今回は「三年千日」の年祭活動が始まるこの機会に、少し「ひながた」と「三年千日」について考えてみたいを思います。
あ。最初に言っておきますが、結構長文だし、おさしづを引用してるから頭が痛くなるかもです。途中で嫌になったら、最後のほうだけ読んでねwww

「ひながた」をたどるとは

さて、真柱は『諭達』第四号の中で

ひながたの道を通らねばひながた要らん。
(略)
ひながたの道より道が無いで。 (明治二十二年十一月七日)と仰せられている。 
教祖年祭への三年千日は、ひながたを目標に教えを実践し、たすけ一条の歩みを活発に推し進めるときである。

『諭達』第四号

と述べられました。
およそ天理教を信仰する者にとって、教祖のひながたの道をたどるということは「それさえしておけば間違いない」という信仰の要諦であり、王道と考えられていますよね。
でも、そもそも「教祖五十年のひながた」とは何ぞや?と問われ、その答えを『天理教教典』や『稿本天理教教祖伝』に求める時、
(※参考までに「天理教研究所」さんのWEBサイに『天理教教典』の全文が掲載されています)
壮絶ともいえるその道中を歩むなど、生身の人間には不可能だとしか思えません。私など三日、いや一日も保たないですよ。
恐らく皆さんも同様の感想を持たれると思います。(「いや、私ならできる!」という方がいらっしゃったらお詫びします。)
そこで『諭達』第四号では「教祖年祭への三年千日は、ひながたを目標に教えを実践し・・・」という表現をもって、「ひながた」は完コピして踏襲するものではなく、あくまでも目標であることをあらためて教えてくださっているのだと思います。
「ひながたをたどる」などと、軽はずみに言の葉にのせるべきではないと、私は思っています。
では、現実問題としてどのような歩み方をすればいいのか?
そこを明らかにするため、来年5月末までに「全教会一斉巡教」がおこなわれると理解していますが、それに先立つ形で11月10日には本部在籍者を対象に本部巡教「親里会場」が設けられ、そこで松村義司本部員(高安大教会長)が以下のように語りました。

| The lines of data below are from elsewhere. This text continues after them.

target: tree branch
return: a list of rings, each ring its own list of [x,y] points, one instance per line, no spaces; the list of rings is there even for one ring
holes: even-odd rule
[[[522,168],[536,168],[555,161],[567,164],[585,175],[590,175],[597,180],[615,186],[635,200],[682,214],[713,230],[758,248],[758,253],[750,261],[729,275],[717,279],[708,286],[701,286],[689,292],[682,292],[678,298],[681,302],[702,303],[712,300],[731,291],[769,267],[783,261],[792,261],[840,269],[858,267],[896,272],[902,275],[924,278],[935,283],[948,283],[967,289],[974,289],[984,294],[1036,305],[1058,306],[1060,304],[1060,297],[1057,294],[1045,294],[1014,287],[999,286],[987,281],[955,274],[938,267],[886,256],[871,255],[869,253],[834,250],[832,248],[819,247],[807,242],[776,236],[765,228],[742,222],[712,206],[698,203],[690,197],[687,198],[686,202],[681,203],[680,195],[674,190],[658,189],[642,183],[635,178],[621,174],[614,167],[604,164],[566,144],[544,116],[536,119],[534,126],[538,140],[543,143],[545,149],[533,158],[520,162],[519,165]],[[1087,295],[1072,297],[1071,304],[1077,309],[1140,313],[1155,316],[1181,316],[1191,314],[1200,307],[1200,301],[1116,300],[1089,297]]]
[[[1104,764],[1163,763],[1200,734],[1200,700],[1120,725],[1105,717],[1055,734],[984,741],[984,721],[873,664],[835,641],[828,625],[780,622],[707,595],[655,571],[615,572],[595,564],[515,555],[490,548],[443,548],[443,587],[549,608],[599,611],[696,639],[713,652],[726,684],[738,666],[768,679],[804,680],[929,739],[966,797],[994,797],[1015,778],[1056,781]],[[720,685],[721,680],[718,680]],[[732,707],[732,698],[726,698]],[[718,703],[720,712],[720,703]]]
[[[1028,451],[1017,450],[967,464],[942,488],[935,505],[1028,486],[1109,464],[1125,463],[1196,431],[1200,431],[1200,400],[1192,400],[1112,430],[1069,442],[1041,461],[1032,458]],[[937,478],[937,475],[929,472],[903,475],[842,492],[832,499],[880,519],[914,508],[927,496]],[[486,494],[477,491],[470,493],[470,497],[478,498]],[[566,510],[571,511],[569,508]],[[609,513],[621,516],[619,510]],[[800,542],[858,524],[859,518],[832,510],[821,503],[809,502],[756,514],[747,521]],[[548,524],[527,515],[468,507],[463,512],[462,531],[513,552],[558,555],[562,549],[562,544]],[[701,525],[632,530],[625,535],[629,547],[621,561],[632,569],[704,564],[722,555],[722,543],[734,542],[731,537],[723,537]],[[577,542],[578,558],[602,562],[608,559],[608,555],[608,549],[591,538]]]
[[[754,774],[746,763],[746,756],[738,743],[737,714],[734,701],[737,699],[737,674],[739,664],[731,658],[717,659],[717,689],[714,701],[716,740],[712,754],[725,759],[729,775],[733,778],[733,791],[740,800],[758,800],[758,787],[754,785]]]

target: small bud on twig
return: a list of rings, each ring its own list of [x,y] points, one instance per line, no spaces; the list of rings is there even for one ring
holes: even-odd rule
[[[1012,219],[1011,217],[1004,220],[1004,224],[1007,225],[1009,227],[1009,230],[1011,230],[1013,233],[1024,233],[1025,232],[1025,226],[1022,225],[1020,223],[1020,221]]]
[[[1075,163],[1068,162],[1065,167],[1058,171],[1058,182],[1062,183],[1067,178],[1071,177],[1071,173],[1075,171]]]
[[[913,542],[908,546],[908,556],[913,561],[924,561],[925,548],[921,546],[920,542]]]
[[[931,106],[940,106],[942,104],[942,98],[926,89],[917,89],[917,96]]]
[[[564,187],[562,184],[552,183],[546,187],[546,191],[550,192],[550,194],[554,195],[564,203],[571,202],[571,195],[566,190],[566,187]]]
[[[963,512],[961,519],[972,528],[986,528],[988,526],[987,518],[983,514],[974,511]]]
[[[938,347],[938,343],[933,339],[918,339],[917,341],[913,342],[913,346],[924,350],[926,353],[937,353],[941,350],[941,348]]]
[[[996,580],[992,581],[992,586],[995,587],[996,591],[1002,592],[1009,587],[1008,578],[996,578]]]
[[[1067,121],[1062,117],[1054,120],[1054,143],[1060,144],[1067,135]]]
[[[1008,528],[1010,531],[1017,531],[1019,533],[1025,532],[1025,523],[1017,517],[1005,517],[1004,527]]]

「ひながたをたどる」ということについて、教祖が50年を通して伝えてくだされた教えの根幹部分は、親神様のご守護を感じ取って報恩の念を持って通る「ご恩報じ」、親神様にもたれて通りきる「神一条」、人たすけをする「たすけ一条」が肝心であると強調。年祭活動では、この部分を見つめ直し、「ひながたの道を自分自身の道として、三年千日の間に、しっかり神一条、たすけ一条に通る心を定めたい」と語った。
 続いて、年祭活動の具体的な歩み方にふれ、この旬に一人でも多くの人がひのきしん、にをいがけ、おたすけの実行ができるようぼくへと成人するご守護が頂けるように、私たちお互いが率先してされなる実践に励むことが大切と指摘。その積み重ねによって、教祖の付けられたこの道が、揺るぎない、確かな道として将来に続いていくと話した。

『天理時報』11月23日号

『諭達』第四号に記された三年千日の歩み方の大意は、
・いかなる困難に臨んでも、親神様の御守護に感謝して生きる。
・現れてくる事象はすべてが成人に向かうための親神様の計らいであると受け止める。
・身上事情に苦しむ人に寄り添うこと。
・ぢばを慕い親神様の思召に添いきる中に、必ず成程という日をお見せ頂けると信じ、もたれきること。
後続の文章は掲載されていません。